Car moving on the hill (circular motion)

Question

Homework-like questions and check-my-work questions are considered off-topic here, particularly when asking about specific computations instead of underlying physics concepts. Homework questions can be on-topic when they are useful to a broader audience. Note that answers to homework questions with complete solutions may be deleted!

---

Please help the asker edit the question so that it asks about the underlying physics concepts instead of specific computations. If there are any complete answers, please flag them for moderator attention.

Closed 2 years ago.

Improve this question

I have the following question which makes no sense to me:

Car is moving at $20 \;\text{m/s}$ speed on the road. Curvature radius of the hill is $R = 100 \;\text{m}$. What is the maximum possible horizontal acceleration at the hill peak, if the friction coefficient is 0.3?

The car is in a circular motion where the circle is on the paper plane. From the question it seems that the car is moving at a constant speed. This means that the acceleration of this circular motion is in the direction of the radius, that is fully vertical at the hill peak. This means there is no horizontal acceleration at all. Therefore the question makes no sense to me.

The solution is given as: $1.8 \;\text{m}\,\text{s}^{-2}$

Answer 1

As the car drives over the hill, the bottom of the tires does not slip. If the car accelerates, the tires push the road backward, and the reaction force pushes the car forward. This is a question about how big can static friction be. For that, you need to know about is the normal force pushing the car onto the road.

Usually that would be the weight of the car. But this car travels in a circular path over the hill. Therefore there is a centripetal force that makes it travel in a circle. Gravity pulls the car down onto the road, and the reaction force of the road keeps the car from penetrating the surface of the road. You should be able to figure out the normal force from that.

---

Edit - More about static friction

$F = \mu N$ doesn't tell you what the static friction force is. It tells you how big it can be without the tire slipping.

Think of a car parked on a level surface. It doesn't matter if it is parked on ice or asphalt. The car doesn't move. There is no horizontal force trying to accelerate the car.

Now push the parked car. The car on ice moves because there is no friction to prevent it.

If the car is on asphalt, it does not move. The friction of the tires is just strong enough to oppose your force and keep the car from accerating. It is not stronger than your force. It does not make the car move against you.

Static friction is like other reaction forces. Gravity pushes the car onto the road. The road pushes up hard enough to prevent the car from accelerating downward and penetrating the surface.

Reaction forces often have limits to how strong they can be. A meteor digs a crater. It generates forces strong enough to break bonds and dig up the road.

Likewise, static friction has a limit.

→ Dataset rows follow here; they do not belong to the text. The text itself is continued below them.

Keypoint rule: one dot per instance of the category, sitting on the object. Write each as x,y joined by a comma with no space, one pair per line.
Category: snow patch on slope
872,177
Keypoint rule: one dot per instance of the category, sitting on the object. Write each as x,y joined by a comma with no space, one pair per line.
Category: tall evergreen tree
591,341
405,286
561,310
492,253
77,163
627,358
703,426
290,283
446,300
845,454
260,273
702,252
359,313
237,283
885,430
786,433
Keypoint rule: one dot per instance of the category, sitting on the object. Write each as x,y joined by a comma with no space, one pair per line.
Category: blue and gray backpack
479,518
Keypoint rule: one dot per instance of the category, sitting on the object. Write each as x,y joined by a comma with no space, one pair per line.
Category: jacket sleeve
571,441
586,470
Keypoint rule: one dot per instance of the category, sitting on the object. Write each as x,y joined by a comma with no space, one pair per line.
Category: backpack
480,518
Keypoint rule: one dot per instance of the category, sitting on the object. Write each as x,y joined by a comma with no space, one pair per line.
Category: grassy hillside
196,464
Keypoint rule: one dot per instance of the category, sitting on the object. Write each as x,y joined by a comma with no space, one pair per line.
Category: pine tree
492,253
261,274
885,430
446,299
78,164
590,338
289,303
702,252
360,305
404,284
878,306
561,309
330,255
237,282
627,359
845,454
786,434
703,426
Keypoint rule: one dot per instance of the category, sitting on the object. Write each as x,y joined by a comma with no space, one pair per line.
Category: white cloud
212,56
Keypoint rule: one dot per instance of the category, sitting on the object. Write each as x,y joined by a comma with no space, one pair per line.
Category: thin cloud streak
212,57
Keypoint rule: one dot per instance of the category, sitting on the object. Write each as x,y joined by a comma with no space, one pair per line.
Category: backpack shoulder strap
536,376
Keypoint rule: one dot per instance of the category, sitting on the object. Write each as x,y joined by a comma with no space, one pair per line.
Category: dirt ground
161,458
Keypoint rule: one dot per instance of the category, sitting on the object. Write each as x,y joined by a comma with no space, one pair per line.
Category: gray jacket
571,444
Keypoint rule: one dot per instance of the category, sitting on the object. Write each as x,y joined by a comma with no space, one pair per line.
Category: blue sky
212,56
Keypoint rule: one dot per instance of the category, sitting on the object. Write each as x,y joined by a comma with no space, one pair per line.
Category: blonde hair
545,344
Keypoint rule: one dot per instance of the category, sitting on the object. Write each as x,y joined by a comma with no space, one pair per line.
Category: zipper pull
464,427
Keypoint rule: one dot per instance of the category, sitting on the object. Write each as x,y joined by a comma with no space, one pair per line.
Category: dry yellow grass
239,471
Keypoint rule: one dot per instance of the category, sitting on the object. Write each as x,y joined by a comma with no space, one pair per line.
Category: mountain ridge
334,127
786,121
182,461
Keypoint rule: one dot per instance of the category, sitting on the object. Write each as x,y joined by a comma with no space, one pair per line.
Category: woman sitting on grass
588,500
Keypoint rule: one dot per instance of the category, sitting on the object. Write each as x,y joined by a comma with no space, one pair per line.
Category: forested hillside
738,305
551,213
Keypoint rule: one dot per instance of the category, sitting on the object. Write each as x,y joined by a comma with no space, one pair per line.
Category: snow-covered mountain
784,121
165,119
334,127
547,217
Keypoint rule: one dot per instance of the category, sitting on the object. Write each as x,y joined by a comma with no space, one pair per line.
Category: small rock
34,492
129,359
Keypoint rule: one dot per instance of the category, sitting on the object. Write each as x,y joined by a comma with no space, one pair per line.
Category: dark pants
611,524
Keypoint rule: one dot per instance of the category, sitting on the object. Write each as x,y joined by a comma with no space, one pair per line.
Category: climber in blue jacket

If you pushed the car with a bulldozer, it would move. The bulldozer generates a force strong enough to break the bonds that hold the tires fixed.

The formula tells you this maximum force. Friction is very complex on a microscopic level. This is not a force calculated from the nature of bonds and such. It is from many measurements of static friction with a wide variety of materials and normal forces. It doesn't always hold. For example things would change if you lubricate the road with some oil. But it is useful for learning about forces and friction. Problems can be created that make you think about them.